UK Stocks Slide as Tariffs Spark Global Recession Fears

  • FTSE 100 down 1.4%, FTSE 250 falls 1.3%
  • UK spared harshest tariffs
  • Investors anticipate BoE rate cuts
  • Utilities and real estate sectors gain

April 3 (Reuters) - London shares fell on Thursday as investors worldwide abandoned risky assets following U.S. President Donald Trump's announcement of aggressive reciprocal tariffs, stoking widespread fears of a global recession.

The blue-chip FTSE 100 fell 1.4% as of 1027 GMT and the midcap FTSE 250 index dropped 1.3%

Trump's plan - a combination of a 10% baseline levy and higher duties on a number of other trading partners - reverses decades of liberalisation that shaped the global trade order.

The base 10% tariffs go into effect on April 5 and the higher reciprocal rates on April 9. Tariffs of 25% on vehicle imports took effect at midnight.

Britain was spared the most punitive treatment in Trump's tariff announcement on Wednesday when it was hit with the lowest import duty rate of 10%. London said that decision vindicated its approach of trying to strike a new economic partnership with the United States, rather than meeting fire with fire.

Business Minister Jonathan Reynolds warned the tariffs pose "a threat" to Britain through their impact on global trade. He highlighted particular concerns about potential damage to the country's automotive manufacturing industry.

Meanwhile, investors added to bets on Bank of England interest rate cuts with government bond yields falling sharply after the tariffs announcement.

Interest rate futures on Thursday pointed to about 62 basis points of reductions to the BoE's benchmark Bank Rate by December, compared with around 54 bps on Wednesday, which represented a full pricing of two quarter-point rate cuts.

UK's utilities shares, often traded as a bond proxy owing to their stable income regardless of economic situation, touched a five-month high, rising 3%.

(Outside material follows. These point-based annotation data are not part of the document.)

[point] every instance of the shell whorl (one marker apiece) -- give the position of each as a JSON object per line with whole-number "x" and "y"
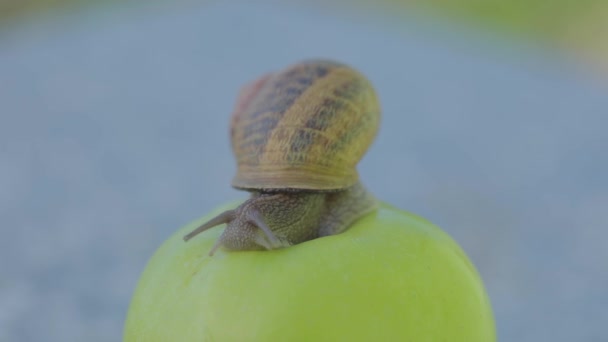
{"x": 305, "y": 127}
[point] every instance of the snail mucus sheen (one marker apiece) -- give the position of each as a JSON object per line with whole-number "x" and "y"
{"x": 297, "y": 136}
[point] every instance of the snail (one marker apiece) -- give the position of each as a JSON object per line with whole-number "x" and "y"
{"x": 297, "y": 136}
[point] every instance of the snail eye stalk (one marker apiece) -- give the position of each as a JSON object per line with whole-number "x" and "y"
{"x": 222, "y": 218}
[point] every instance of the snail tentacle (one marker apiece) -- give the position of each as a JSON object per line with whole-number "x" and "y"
{"x": 222, "y": 218}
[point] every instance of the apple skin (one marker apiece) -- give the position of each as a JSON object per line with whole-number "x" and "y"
{"x": 392, "y": 276}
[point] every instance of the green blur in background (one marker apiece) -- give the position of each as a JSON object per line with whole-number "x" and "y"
{"x": 578, "y": 27}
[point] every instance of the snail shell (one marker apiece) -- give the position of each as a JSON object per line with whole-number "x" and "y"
{"x": 297, "y": 136}
{"x": 305, "y": 127}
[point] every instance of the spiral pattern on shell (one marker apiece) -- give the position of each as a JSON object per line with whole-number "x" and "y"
{"x": 306, "y": 127}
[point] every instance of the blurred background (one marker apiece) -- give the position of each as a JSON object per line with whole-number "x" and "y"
{"x": 113, "y": 134}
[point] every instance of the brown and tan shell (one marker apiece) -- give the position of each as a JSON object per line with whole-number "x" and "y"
{"x": 305, "y": 127}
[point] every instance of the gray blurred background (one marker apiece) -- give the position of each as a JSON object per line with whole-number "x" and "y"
{"x": 113, "y": 134}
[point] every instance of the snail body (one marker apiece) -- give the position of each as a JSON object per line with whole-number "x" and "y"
{"x": 297, "y": 136}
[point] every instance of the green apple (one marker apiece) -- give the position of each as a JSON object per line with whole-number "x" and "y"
{"x": 392, "y": 276}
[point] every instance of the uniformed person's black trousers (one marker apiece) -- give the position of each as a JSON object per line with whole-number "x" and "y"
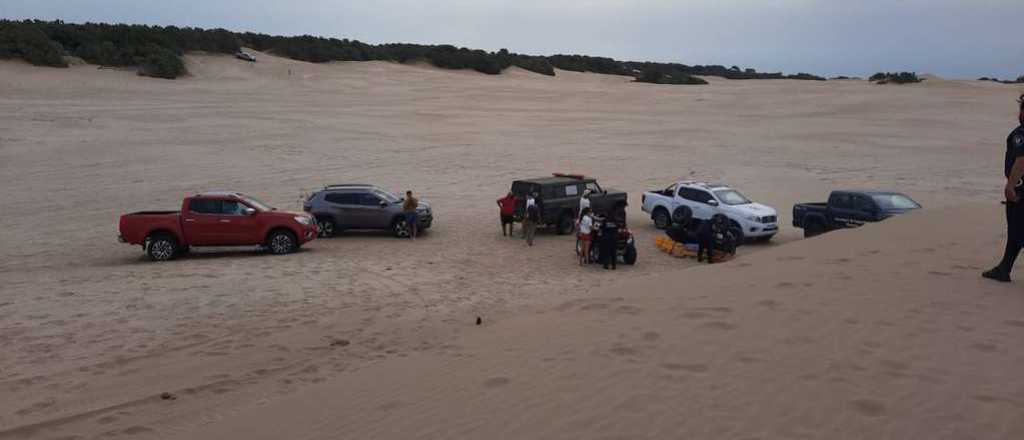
{"x": 1015, "y": 234}
{"x": 706, "y": 246}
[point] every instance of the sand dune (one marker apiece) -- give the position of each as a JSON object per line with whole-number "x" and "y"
{"x": 364, "y": 336}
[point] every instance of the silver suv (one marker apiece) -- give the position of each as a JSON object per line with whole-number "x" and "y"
{"x": 337, "y": 208}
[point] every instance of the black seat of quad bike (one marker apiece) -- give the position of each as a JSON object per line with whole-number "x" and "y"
{"x": 682, "y": 215}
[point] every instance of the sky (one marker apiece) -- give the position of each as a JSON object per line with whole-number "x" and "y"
{"x": 953, "y": 39}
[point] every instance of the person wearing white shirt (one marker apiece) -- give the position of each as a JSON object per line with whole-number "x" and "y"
{"x": 584, "y": 203}
{"x": 586, "y": 235}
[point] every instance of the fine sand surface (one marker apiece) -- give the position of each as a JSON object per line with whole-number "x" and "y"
{"x": 881, "y": 333}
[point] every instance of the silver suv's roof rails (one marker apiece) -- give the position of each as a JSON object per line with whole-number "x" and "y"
{"x": 347, "y": 185}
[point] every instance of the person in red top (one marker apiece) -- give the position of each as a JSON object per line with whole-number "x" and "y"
{"x": 507, "y": 205}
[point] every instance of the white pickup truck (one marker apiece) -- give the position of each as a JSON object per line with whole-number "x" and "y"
{"x": 755, "y": 220}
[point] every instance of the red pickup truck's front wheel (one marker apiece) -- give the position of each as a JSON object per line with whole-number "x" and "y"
{"x": 162, "y": 247}
{"x": 282, "y": 242}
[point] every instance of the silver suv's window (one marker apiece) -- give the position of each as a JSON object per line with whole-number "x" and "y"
{"x": 369, "y": 200}
{"x": 342, "y": 198}
{"x": 391, "y": 199}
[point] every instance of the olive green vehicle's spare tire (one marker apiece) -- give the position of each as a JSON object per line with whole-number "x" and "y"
{"x": 564, "y": 226}
{"x": 282, "y": 242}
{"x": 630, "y": 257}
{"x": 162, "y": 247}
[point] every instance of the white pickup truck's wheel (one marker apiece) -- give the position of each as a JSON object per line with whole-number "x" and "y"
{"x": 162, "y": 248}
{"x": 662, "y": 218}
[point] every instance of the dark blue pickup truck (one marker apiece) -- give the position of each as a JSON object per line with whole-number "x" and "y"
{"x": 850, "y": 209}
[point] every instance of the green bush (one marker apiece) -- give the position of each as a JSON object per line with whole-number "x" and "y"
{"x": 23, "y": 40}
{"x": 161, "y": 62}
{"x": 895, "y": 78}
{"x": 157, "y": 51}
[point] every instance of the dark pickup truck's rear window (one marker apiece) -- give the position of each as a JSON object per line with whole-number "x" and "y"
{"x": 523, "y": 188}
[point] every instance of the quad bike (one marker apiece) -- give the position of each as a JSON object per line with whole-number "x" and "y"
{"x": 625, "y": 248}
{"x": 684, "y": 229}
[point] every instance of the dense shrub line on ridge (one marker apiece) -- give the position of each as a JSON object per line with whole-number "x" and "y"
{"x": 157, "y": 51}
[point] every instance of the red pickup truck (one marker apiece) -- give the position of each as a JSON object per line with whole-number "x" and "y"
{"x": 216, "y": 219}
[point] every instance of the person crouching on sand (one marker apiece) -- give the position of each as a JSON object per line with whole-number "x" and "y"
{"x": 586, "y": 235}
{"x": 506, "y": 206}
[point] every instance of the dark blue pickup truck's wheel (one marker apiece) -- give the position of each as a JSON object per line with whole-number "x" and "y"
{"x": 282, "y": 242}
{"x": 813, "y": 228}
{"x": 162, "y": 247}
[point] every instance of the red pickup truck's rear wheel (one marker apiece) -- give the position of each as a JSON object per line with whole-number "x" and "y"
{"x": 282, "y": 242}
{"x": 162, "y": 247}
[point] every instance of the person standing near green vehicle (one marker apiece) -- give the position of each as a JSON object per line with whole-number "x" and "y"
{"x": 529, "y": 219}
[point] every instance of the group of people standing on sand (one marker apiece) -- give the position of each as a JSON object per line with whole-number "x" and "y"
{"x": 530, "y": 216}
{"x": 591, "y": 229}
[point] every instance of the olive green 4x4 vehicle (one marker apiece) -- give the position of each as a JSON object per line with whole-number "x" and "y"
{"x": 558, "y": 198}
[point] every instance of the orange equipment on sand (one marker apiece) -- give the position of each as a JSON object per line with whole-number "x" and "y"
{"x": 679, "y": 250}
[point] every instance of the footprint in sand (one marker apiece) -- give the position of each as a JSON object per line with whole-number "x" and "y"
{"x": 629, "y": 310}
{"x": 691, "y": 367}
{"x": 720, "y": 325}
{"x": 868, "y": 407}
{"x": 695, "y": 315}
{"x": 984, "y": 347}
{"x": 651, "y": 336}
{"x": 624, "y": 351}
{"x": 497, "y": 382}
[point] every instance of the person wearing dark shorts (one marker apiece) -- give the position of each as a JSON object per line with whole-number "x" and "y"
{"x": 1013, "y": 169}
{"x": 506, "y": 206}
{"x": 412, "y": 218}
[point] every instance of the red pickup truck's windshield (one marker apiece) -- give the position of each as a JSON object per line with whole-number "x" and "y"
{"x": 257, "y": 204}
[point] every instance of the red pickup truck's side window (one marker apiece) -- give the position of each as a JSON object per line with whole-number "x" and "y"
{"x": 204, "y": 206}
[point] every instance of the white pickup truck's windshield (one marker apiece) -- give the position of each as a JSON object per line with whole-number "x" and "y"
{"x": 257, "y": 204}
{"x": 731, "y": 196}
{"x": 895, "y": 202}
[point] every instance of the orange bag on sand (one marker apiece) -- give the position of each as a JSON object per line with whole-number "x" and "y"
{"x": 679, "y": 250}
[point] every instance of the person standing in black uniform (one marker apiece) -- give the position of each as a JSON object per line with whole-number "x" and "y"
{"x": 1014, "y": 171}
{"x": 609, "y": 244}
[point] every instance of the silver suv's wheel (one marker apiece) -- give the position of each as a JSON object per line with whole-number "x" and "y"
{"x": 400, "y": 228}
{"x": 282, "y": 242}
{"x": 162, "y": 248}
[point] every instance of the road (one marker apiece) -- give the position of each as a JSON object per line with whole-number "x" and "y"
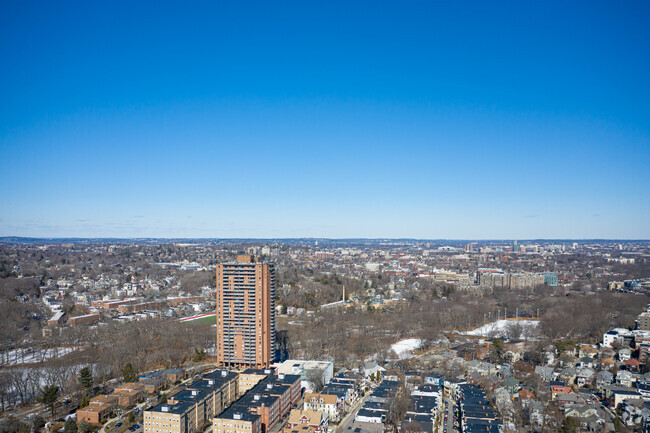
{"x": 447, "y": 416}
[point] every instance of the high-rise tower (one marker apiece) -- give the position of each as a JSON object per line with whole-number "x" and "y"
{"x": 245, "y": 313}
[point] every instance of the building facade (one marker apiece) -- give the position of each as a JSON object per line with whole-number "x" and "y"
{"x": 245, "y": 313}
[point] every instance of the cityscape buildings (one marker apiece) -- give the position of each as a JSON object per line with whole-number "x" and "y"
{"x": 245, "y": 313}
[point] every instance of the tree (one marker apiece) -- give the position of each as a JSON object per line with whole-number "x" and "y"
{"x": 129, "y": 373}
{"x": 199, "y": 355}
{"x": 85, "y": 378}
{"x": 497, "y": 350}
{"x": 84, "y": 427}
{"x": 70, "y": 426}
{"x": 39, "y": 423}
{"x": 49, "y": 396}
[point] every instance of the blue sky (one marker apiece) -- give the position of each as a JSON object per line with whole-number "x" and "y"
{"x": 464, "y": 120}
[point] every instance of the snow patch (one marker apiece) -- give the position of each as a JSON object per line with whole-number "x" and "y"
{"x": 403, "y": 348}
{"x": 502, "y": 327}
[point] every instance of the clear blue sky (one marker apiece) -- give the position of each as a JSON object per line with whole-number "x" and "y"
{"x": 466, "y": 120}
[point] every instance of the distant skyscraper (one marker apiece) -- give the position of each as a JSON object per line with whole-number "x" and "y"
{"x": 245, "y": 313}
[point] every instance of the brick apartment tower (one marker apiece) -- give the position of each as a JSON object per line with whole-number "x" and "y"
{"x": 245, "y": 313}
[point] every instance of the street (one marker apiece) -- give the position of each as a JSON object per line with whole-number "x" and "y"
{"x": 447, "y": 420}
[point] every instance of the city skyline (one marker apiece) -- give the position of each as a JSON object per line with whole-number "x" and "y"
{"x": 372, "y": 120}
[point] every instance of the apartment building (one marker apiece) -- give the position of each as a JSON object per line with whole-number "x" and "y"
{"x": 194, "y": 407}
{"x": 245, "y": 313}
{"x": 99, "y": 408}
{"x": 236, "y": 420}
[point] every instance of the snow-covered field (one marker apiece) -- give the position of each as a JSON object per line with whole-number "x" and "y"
{"x": 403, "y": 348}
{"x": 503, "y": 328}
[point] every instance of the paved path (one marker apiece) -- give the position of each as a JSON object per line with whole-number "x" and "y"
{"x": 349, "y": 418}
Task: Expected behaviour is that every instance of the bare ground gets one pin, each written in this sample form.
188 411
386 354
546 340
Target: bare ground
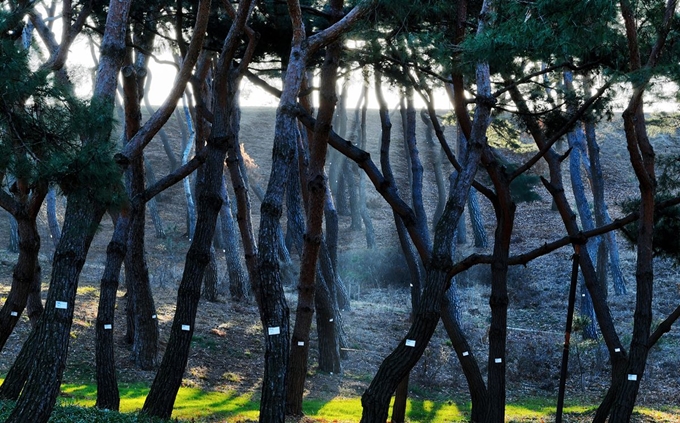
227 351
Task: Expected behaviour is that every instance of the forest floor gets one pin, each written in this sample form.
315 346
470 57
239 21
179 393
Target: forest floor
227 351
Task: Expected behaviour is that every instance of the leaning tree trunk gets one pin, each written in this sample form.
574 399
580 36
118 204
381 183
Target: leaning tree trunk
83 213
316 188
23 278
397 365
167 382
108 396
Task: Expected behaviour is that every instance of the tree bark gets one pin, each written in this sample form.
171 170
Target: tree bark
82 216
238 281
316 188
395 367
108 396
52 220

Severn Trent, United Utilities Group and SSE were among the top percentage gainers on the blue-chip index, each rising more than 3%.

The rate-sensitive real estate sector climbed 1.7%.

UK banks' shares fell sharply along with other European peers, as the new U.S. tariffs stoked worries about economic growth of the world's largest economy.

Standard Chartered, HSBC Holdings and Barclay's were among the worst performers on the blue-chip index, falling between 5.2% and 7.5%.

Among individual stocks, Currys jumped 14.2% after the electricals retailer raised annual profit forecast.